Andrew Walters' 2010 archery buck

Andrew Walters’ 2010 archery buck

It was surreal. It seemed like it was straight out of a hunting program on television. The buck sauntered out a bedding thicket on a 40 acre tract I had permission to hunt and presented me with a 15 yard broadside shot. The buck dropped within eyesight. He missed Pope and young by 1/8th of an inch and weighed over 200 lbs. While it is one of my most fond hunting memories, there was much more work that went into the hunt than most realize.

I first got photos of the buck when he was beginning to grow his antlers. He and two other old bucks had their own little bachelor group. I kept tabs on them and knew their every move it seemed. I had the aforementioned buck patterned down to the minute on some occasions. Between trail cameras and scouting him from across a large agriculture field with binoculars, I knew how to harvest this buck.

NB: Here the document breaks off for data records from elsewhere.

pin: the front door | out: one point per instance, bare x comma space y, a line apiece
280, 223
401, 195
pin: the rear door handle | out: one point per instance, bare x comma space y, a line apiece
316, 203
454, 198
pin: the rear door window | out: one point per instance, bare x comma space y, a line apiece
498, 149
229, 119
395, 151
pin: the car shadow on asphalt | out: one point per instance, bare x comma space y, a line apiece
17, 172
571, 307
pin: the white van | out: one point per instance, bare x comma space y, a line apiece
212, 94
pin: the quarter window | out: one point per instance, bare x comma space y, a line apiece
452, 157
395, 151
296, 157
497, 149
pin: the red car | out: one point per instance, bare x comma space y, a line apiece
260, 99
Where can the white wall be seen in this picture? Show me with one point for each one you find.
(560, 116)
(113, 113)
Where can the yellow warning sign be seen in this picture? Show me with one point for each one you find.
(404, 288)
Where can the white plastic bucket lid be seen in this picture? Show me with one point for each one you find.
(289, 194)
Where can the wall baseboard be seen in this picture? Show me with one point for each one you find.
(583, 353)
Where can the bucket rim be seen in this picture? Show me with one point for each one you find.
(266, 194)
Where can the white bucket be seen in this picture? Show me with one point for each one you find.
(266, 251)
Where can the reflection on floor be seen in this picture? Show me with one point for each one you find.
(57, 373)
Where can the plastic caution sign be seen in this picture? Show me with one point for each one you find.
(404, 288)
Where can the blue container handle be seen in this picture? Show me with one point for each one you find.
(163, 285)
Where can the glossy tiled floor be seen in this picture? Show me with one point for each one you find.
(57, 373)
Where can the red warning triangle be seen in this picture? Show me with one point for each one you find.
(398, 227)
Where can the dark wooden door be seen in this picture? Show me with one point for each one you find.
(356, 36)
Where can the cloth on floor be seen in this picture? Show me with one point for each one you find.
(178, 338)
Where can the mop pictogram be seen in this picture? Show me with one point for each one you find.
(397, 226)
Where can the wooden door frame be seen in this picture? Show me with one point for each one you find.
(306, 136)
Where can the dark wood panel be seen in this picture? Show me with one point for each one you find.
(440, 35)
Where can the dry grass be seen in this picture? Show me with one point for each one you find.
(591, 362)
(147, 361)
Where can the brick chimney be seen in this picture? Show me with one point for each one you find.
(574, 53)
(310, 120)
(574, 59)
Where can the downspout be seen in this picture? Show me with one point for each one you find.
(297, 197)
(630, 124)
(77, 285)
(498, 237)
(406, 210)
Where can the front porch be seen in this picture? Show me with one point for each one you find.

Of course, nothing is ever as simple as initially thought to be. As most bucks do, he lost his velvet and the bachelor group disbanded. I saw the breakdown coming a week or so ahead of time. He seemed incredibly intolerant of the other bucks and I knew once the velvet was gone he would be too. I also knew that despite being a mature buck, he was still a creature of habit and with a little luck and a ton of planning, I would have my chance to harvest him.

I always made sure the wind was in my favor and hunted him hard when I could. It took three weeks before he finally scaled a somewhat dry creek bed and annihilated a holly tree at 20 yards. He then walked behind a muscadine grape vine allowing me to draw my bow, just as planned. He stopped at 15 yards and I threaded an arrow through two tulip poplars. That was the end of the line for the massive 8 point buck.

There are many reasons bucks do the things they do this time of the year. The problem is, it is tough to pattern them. While they are out establishing their dominance and surveying their home ranges, you can only hunt your setups and hope for the best. The buck survived predators, poachers, and vehicles. That was all luck. Hunting my stands properly only when the wind was right, the stand placement, lane trimming, archery practice, and the composure it took to harvest my largest buck with a bow, was a result of practice. I’ve always heard that luck is when preparation meets opportunity. I believe that and that’s how an awesome buck wound up in my trophy room.

This year, stick to your gut feelings. If the buck you are after disappears, don’t fret. He may be back sooner than you think. On the other hand, bucks from your neighboring properties may wander over to your neck of the woods. It is a two-way street. Don’t hunt hard, hunt smart. Sooner or later you’ll get your chance at a buck.